# **Beta Update Equation (Kalman Filter) for Pair Trading**

## **State-Space Model**

### **State Equation**
$$
\beta_t = \beta_{t-1} + w_t, \quad w_t \sim N(0, Q)
$$
- \(\beta_t\) evolves with process noise \(w_t\).

### **Observation Equation**
$$
y_t = \beta_t x_t + v_t, \quad v_t \sim N(0, R)
$$
- \(y_t\) (SPY price), \(x_t\) (DJIA price), and \(v_t\) (measurement noise).

## **Kalman Filter Update Steps**

### **Prediction**
$$
\hat{\beta}_{t|t-1} = \hat{\beta}_{t-1}
$$
$$
P_{t|t-1} = P_{t-1} + Q
$$

### **Update**
$$
K_t = P_{t|t-1} x_t^T (x_t P_{t|t-1} x_t^T + R)^{-1}
$$
$$
\hat{\beta}_t = \hat{\beta}_{t|t-1} + K_t (y_t - x_t \hat{\beta}_{t|t-1})
$$
$$
P_t = (1 - K_t x_t) P_{t|t-1}
$$
### **The final beta update equation**

$$
\hat{\beta}_{t \mid t} = \hat{\beta}_{t \mid t-1} + \frac{S_{t, CA}}{S_{t, CA}^2 + \gamma^{-1}} \left( S_{t, AU} - \hat{\beta}_{t \mid t-1} S_{t, CA} \right)
$$  


In [None]:
import numpy as np

beta_prev = 0
P_prev = 1
Q = 0.01
R = 1

def kalman_beta_update(y_t, x_t, beta_prev, P_prev, Q, R):
    beta_pred = beta_prev
    P_pred = P_prev + Q
    K_t = P_pred * x_t / (x_t * P_pred * x_t + R)
    beta_updated = beta_pred + K_t * (y_t - x_t * beta_pred)
    P_updated = (1 - K_t * x_t) * P_pred
    return beta_updated, P_updated

y_t = 145
t_x = 113

beta_new, P_new = kalman_beta_update(y_t, t_x, beta_prev, P_prev, Q, R)
print("Updated Beta:", beta_new)
print("Updated Covariance:", P_new)


**Ques 2: Coding**

In [None]:

import pandas as pd
import numpy as np
import statsmodels.api as sm
import matplotlib.pyplot as plt
from pykalman import KalmanFilter

spy_df = pd.read_csv("spy.csv")
djia_df = pd.read_csv("djia.csv")

spy_df["Date"] = pd.to_datetime(spy_df["Date"])
djia_df["Date"] = pd.to_datetime(djia_df["Date"])

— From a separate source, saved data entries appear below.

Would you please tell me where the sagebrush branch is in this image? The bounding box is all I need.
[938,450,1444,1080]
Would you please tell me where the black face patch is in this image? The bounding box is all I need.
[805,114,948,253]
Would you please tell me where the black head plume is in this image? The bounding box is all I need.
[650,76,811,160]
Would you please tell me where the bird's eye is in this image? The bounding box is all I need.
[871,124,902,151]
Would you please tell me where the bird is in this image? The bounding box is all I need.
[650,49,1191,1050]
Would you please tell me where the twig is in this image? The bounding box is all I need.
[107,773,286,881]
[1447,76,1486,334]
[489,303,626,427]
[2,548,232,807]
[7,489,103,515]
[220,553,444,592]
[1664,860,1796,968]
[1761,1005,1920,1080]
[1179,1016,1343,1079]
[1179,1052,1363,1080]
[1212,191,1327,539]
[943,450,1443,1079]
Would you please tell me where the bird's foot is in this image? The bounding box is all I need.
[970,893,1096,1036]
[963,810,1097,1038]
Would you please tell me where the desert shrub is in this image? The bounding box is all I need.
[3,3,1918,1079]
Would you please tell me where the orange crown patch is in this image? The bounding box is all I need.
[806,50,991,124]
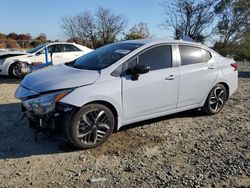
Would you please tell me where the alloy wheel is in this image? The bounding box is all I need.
[76,108,112,145]
[209,86,226,113]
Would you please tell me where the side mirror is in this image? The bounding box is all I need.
[36,49,45,56]
[131,64,150,81]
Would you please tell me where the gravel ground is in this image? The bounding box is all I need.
[0,63,249,187]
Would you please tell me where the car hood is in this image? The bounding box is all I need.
[0,51,28,59]
[20,64,100,93]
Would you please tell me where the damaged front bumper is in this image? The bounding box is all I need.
[21,102,76,132]
[16,86,77,132]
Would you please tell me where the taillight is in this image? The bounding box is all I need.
[231,63,238,71]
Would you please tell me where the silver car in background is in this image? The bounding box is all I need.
[15,39,238,149]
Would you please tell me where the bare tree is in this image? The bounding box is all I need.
[95,7,127,46]
[214,0,250,46]
[161,0,218,42]
[124,22,151,40]
[60,7,127,48]
[60,16,78,39]
[75,11,97,43]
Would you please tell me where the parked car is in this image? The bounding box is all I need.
[0,42,92,77]
[0,49,8,53]
[15,39,238,149]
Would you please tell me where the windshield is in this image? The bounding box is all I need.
[72,43,143,70]
[27,44,46,53]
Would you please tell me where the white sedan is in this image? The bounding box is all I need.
[0,42,92,77]
[15,39,238,149]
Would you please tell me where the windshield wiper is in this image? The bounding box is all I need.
[73,64,100,70]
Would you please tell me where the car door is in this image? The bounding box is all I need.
[177,45,218,108]
[62,44,82,62]
[122,45,179,121]
[32,50,46,64]
[47,44,64,65]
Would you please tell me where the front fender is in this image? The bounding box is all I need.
[60,77,124,129]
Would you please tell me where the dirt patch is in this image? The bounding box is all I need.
[0,64,249,187]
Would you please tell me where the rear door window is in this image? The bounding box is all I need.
[48,44,63,53]
[63,44,81,52]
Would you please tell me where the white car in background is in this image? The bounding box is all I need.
[0,49,8,53]
[0,42,93,77]
[15,39,238,149]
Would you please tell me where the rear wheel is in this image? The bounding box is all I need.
[202,84,227,115]
[65,104,115,149]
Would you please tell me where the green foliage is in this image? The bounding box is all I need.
[212,0,250,61]
[124,22,151,40]
[214,0,250,45]
[67,37,94,48]
[213,41,250,61]
[36,33,47,41]
[30,40,45,48]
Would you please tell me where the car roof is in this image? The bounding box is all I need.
[44,42,79,46]
[43,42,92,50]
[119,38,219,55]
[120,38,204,46]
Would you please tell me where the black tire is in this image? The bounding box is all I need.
[202,84,227,115]
[65,104,115,149]
[8,62,22,78]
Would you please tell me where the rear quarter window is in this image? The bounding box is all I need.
[179,45,203,66]
[202,49,212,62]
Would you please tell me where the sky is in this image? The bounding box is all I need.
[0,0,172,40]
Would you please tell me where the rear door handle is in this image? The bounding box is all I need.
[208,65,215,69]
[165,75,176,80]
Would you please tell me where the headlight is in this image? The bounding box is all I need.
[0,58,5,65]
[23,89,73,115]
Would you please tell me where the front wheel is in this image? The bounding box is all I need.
[202,84,227,115]
[65,104,115,149]
[8,62,26,78]
[9,62,21,78]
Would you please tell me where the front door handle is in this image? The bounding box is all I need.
[165,75,176,80]
[208,65,215,69]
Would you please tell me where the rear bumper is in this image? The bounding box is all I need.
[229,71,238,97]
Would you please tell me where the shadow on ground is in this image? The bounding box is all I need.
[0,103,68,159]
[0,75,21,84]
[0,102,206,160]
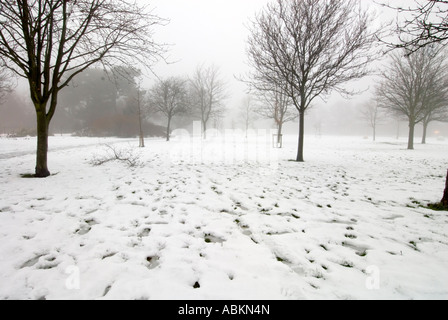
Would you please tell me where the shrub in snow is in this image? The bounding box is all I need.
[89,144,142,168]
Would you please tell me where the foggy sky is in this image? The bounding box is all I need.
[6,0,448,138]
[143,0,429,137]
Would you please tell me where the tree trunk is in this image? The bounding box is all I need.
[421,121,428,145]
[35,109,50,178]
[296,111,305,162]
[139,134,145,148]
[442,169,448,208]
[202,120,207,140]
[166,117,171,142]
[277,122,283,148]
[137,99,145,148]
[407,120,415,150]
[373,126,376,142]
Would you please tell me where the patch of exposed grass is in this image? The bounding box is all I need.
[426,202,448,212]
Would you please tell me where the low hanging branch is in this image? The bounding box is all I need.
[378,0,448,54]
[90,144,142,168]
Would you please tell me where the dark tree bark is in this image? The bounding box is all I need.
[408,121,415,150]
[297,111,305,162]
[442,169,448,208]
[35,108,50,177]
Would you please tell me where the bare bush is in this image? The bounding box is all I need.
[90,144,142,168]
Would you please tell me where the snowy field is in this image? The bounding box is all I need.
[0,133,447,300]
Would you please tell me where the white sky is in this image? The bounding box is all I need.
[12,0,420,134]
[148,0,270,75]
[145,0,271,112]
[144,0,412,115]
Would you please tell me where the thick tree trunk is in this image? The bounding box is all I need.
[35,109,50,178]
[296,111,305,162]
[442,169,448,208]
[407,120,415,150]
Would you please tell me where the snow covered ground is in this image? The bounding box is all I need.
[0,133,447,300]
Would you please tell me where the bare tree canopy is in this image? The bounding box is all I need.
[376,46,448,149]
[189,64,227,139]
[255,86,297,146]
[246,0,381,162]
[380,0,448,53]
[147,76,189,142]
[0,0,167,177]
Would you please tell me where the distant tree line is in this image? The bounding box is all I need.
[55,67,166,138]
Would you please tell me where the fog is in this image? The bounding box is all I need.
[2,0,448,139]
[1,0,448,301]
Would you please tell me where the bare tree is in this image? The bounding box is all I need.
[147,77,188,142]
[255,86,298,146]
[190,64,227,139]
[246,0,380,162]
[379,0,448,54]
[361,101,383,141]
[376,46,448,149]
[0,0,166,177]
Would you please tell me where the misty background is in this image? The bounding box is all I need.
[1,0,447,140]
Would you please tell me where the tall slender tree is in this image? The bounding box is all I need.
[246,0,380,162]
[147,77,188,142]
[0,0,166,177]
[442,169,448,208]
[190,64,227,139]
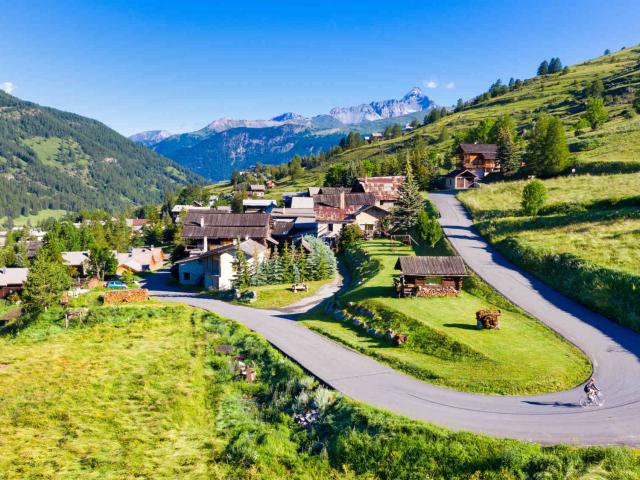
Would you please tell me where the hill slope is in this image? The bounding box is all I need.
[332,46,640,174]
[0,91,204,221]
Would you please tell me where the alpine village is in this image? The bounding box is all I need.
[1,4,640,479]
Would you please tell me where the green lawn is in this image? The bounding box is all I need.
[0,303,636,478]
[303,238,590,394]
[1,208,67,227]
[236,279,333,309]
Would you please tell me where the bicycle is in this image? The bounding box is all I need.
[580,390,604,408]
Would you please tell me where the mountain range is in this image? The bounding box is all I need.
[130,88,436,180]
[0,91,204,222]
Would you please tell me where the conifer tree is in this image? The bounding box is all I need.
[281,241,294,283]
[297,245,308,281]
[232,244,251,289]
[454,98,464,112]
[525,114,570,177]
[537,60,549,76]
[22,247,72,313]
[391,158,424,232]
[497,127,519,175]
[269,247,284,284]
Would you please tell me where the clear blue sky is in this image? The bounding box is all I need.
[1,0,638,135]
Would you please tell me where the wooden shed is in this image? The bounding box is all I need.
[394,256,468,297]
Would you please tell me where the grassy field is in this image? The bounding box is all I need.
[303,238,590,394]
[235,279,333,309]
[459,176,640,331]
[0,303,637,479]
[0,208,67,227]
[207,169,324,201]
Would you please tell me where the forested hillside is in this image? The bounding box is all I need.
[0,91,204,222]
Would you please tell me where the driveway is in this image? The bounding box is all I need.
[145,196,640,445]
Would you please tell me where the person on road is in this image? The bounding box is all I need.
[584,378,600,402]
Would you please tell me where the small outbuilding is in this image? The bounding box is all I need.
[394,256,468,297]
[443,169,479,190]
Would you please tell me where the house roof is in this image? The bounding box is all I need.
[290,196,315,209]
[355,176,404,201]
[177,239,266,264]
[313,192,377,208]
[242,199,277,207]
[317,187,351,195]
[444,168,479,178]
[249,184,266,191]
[27,241,43,258]
[394,256,468,276]
[62,251,91,267]
[458,143,498,159]
[116,247,163,271]
[0,268,29,287]
[272,220,295,237]
[181,212,271,239]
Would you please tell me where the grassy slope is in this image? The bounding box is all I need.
[333,46,640,172]
[303,238,589,394]
[237,279,332,309]
[0,303,637,479]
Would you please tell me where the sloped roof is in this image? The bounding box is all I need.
[444,168,479,178]
[355,176,404,201]
[313,192,376,208]
[317,187,352,195]
[0,268,29,287]
[62,251,91,267]
[249,184,266,191]
[394,256,468,276]
[458,143,498,159]
[176,239,266,264]
[290,196,315,209]
[182,212,270,239]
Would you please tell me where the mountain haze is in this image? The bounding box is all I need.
[131,88,436,180]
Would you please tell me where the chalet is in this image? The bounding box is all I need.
[353,205,391,237]
[181,211,273,254]
[176,239,267,290]
[456,143,499,178]
[443,169,479,190]
[62,251,91,276]
[394,256,468,297]
[115,247,164,274]
[368,132,383,143]
[313,191,378,238]
[265,179,277,189]
[249,184,266,197]
[126,218,148,234]
[171,204,212,221]
[353,176,404,206]
[0,267,28,299]
[242,199,277,214]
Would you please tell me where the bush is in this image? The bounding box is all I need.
[338,224,363,250]
[521,180,548,216]
[569,138,605,152]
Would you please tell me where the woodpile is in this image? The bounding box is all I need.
[476,309,501,329]
[103,288,149,304]
[415,285,459,298]
[291,283,308,292]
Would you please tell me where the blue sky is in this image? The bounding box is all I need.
[1,0,638,135]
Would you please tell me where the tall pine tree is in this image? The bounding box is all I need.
[496,127,519,175]
[391,158,424,232]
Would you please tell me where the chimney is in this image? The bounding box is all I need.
[200,217,205,228]
[339,191,345,210]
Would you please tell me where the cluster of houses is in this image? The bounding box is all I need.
[175,176,405,289]
[0,247,164,300]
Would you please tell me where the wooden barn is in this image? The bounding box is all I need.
[443,169,479,189]
[394,256,468,297]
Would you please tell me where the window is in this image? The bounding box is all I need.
[211,259,220,276]
[183,272,191,281]
[328,224,334,232]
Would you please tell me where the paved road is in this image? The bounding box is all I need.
[145,194,640,445]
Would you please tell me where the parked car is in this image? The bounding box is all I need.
[106,280,127,289]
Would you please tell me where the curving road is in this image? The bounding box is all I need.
[145,193,640,445]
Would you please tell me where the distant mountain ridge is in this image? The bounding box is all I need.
[128,129,172,147]
[130,87,436,180]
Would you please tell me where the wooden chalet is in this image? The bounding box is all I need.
[0,268,29,299]
[456,143,499,177]
[181,210,273,253]
[248,184,266,197]
[394,256,468,297]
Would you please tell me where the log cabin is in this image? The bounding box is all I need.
[394,256,468,297]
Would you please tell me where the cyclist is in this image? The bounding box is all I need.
[584,378,600,403]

merged_df = pd.merge(spy_df, djia_df, on="Date", suffixes=("_SPY", "_DJIA"))

x = merged_df["PX_LAST_DJIA"].values
y = merged_df["PX_LAST_SPY"].values


In [None]:
betas = []
window = 60
for i in range(window, len(x)):
    X = sm.add_constant(x[i-window:i])
    model = sm.OLS(y[i-window:i], X).fit()
    betas.append(model.params[1])
rolling_beta = np.concatenate([np.full(window, np.nan), betas])

n = len(x)
observation_matrices = np.array([[xi] for xi in x])

In [None]:

kf = KalmanFilter(
    transition_matrices=[1],
    observation_matrices=observation_matrices.reshape(-1, 1, 1),
    initial_state_mean=0,
    initial_state_covariance=1,
    observation_covariance=1,
    transition_covariance=0.01
)
state_means, _ = kf.filter(y)
kalman_beta = state_means.flatten()

merged_df["Rolling Beta"] = rolling_beta
merged_df["Kalman Beta"] = kalman_beta
merged_df["Rolling Spread"] = y - merged_df["Rolling Beta"] * x
merged_df["Kalman Spread"] = y - merged_df["Kalman Beta"] * x

In [None]:

plt.figure(figsize=(12, 5))
plt.plot(merged_df["Date"], merged_df["Rolling Beta"], label="Rolling Regression Beta", color="blue")
plt.plot(merged_df["Date"], merged_df["Kalman Beta"], label="Kalman Filter Beta", color="orange")
plt.xlabel("Date")
plt.ylabel("Hedge Ratio (Beta)")
plt.title("Rolling Regression vs. Kalman Filter Beta")
plt.legend()
plt.show()


**Conclusion**

Key Insights:

The Kalman filter provides a dynamic and real-time method for estimating the hedge ratio, making it more adaptable than the rolling regression approach, which tends to lag.


While both techniques are valuable for pair trading, the Kalman filter is typically favored in high-frequency or real-time trading strategies due to its superior efficiency and responsiveness.